Just how big (and how many lines) does your file have to be before it is a problem? And what are the complex operations that make it a problem?

(Not being argumentative - I'd really like to know!)

On my own text editor (to which I lost the sources way back in 2004) I used an array of bytes, had syntax highlighting (Used single-byte start-stop codes for syntax highlighting) and used a moving "window" into the array for rendering. I never saw a latency problem back then on a Pentium Pro, even with files as large as 20MB.

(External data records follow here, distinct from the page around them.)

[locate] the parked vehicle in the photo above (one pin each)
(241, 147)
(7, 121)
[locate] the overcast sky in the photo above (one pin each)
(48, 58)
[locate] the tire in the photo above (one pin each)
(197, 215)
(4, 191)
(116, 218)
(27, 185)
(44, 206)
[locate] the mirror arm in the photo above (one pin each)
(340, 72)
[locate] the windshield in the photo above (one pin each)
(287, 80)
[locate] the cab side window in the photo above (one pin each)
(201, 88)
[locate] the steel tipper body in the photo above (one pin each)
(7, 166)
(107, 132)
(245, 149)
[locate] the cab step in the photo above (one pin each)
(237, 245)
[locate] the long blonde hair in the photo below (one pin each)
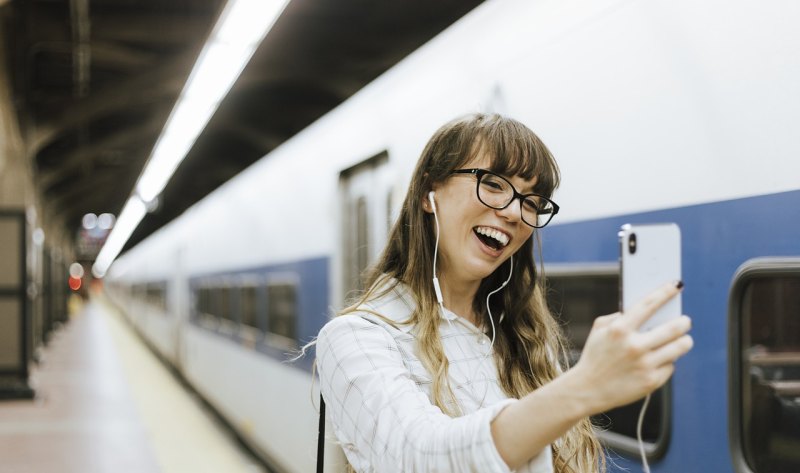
(529, 349)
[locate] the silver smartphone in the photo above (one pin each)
(650, 256)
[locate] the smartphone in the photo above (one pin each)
(650, 256)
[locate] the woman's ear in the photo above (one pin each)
(428, 202)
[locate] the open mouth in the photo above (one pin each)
(492, 238)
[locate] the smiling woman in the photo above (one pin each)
(418, 373)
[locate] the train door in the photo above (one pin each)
(366, 213)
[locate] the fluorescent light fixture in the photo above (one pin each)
(128, 220)
(237, 34)
(240, 29)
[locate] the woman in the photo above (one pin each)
(450, 360)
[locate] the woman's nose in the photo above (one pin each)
(511, 212)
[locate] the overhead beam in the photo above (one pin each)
(84, 155)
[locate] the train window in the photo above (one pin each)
(224, 306)
(156, 295)
(765, 355)
(249, 306)
(362, 238)
(576, 296)
(282, 312)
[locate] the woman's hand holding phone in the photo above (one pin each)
(620, 363)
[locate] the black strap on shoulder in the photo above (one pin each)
(321, 438)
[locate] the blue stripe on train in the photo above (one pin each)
(717, 238)
(312, 302)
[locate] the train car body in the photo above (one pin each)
(663, 111)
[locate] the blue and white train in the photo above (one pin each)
(668, 110)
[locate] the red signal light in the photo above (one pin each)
(74, 283)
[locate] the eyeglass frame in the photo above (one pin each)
(479, 173)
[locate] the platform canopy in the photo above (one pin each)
(94, 81)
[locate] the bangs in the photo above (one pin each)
(515, 150)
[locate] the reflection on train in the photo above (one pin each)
(657, 111)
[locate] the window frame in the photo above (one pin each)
(750, 270)
(276, 339)
(615, 441)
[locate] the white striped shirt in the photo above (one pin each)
(378, 394)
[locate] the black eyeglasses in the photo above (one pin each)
(496, 192)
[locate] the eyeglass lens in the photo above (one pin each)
(496, 192)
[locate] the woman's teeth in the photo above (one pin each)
(500, 238)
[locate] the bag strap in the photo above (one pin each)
(321, 438)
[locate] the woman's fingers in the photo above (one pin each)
(644, 309)
(665, 333)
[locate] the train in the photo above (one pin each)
(661, 111)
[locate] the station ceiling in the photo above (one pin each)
(93, 82)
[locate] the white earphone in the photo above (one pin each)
(436, 286)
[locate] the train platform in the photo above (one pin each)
(105, 403)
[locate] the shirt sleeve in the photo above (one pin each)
(383, 420)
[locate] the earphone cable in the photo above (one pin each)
(639, 423)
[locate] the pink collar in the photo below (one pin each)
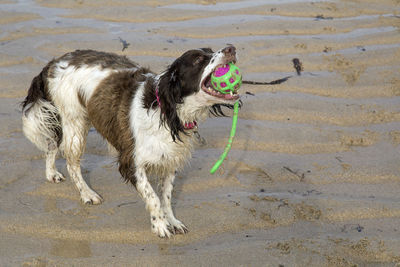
(188, 125)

I am skeptical of the piece table as used in VS Code being that much faster; right now on my 2011 desktop, a VS Code with no extra plugins has visible latency when scrolling by holding down the up/down arrow keys and a really high keyboard repeat setting. Same computer, same keyboard repeat and same file using Vim in a standard xterm/uxterm has visibly better scrolling; takes half as much time to get to the end of the file (about 10k lines).

2 comments

From what I have experienced the complex data structures used here are more about maintaining responsiveness when overall system load is high and that may result slightly slower performance overall. Say you used the variable "x" a thousand times in your 10k lines of code and you want to do a find and replace on it to give it a more descriptive name like, "my_overused_variable," think about all of the memory copying that is happening if all 10k lines are in a single array. If those 10k lines are in 10k arrays which are all twice the size of the line you reduce that a fair amount. It might be slower than simpler methods when the system load is low but it will stay responsive longer.

I think vim uses a gap structure, not a single array but don't remember.

I am not a programmer, my experience could very well be due to failings elsewhere in my code and my reasoning could be hopelessly flawed, hopefully someone will correct me if I am wrong. It has also been awhile since I dug into this, the project which got me to dig into this is one of the things which got me to finally make an account on hn and one of my first submissions was Data Structures for Text Sequences.

https://www.cs.unm.edu/~crowley/papers/sds.pdf

VS Code used 40-60 bytes per line, so a file with 15 million single character lines balloons from 30 MB to 600+ MB. kilo uses 48 bytes per line on my 64-bit machine (though you can make it 40 if you move the last int with the other 3 ints instead of wasting space on padding for memory alignment), so it would have the same issue.

https://github.com/antirez/kilo/blob/323d93b29bd89a2cb446de9...

> a file with 15 million single character lines

I have never seen a file like this in my life, let alone opened one. I'm sure they exist and people will want to open them in text editors instead of processing with sed/awk/Python, but now we're well into the 5-sigma of edge cases.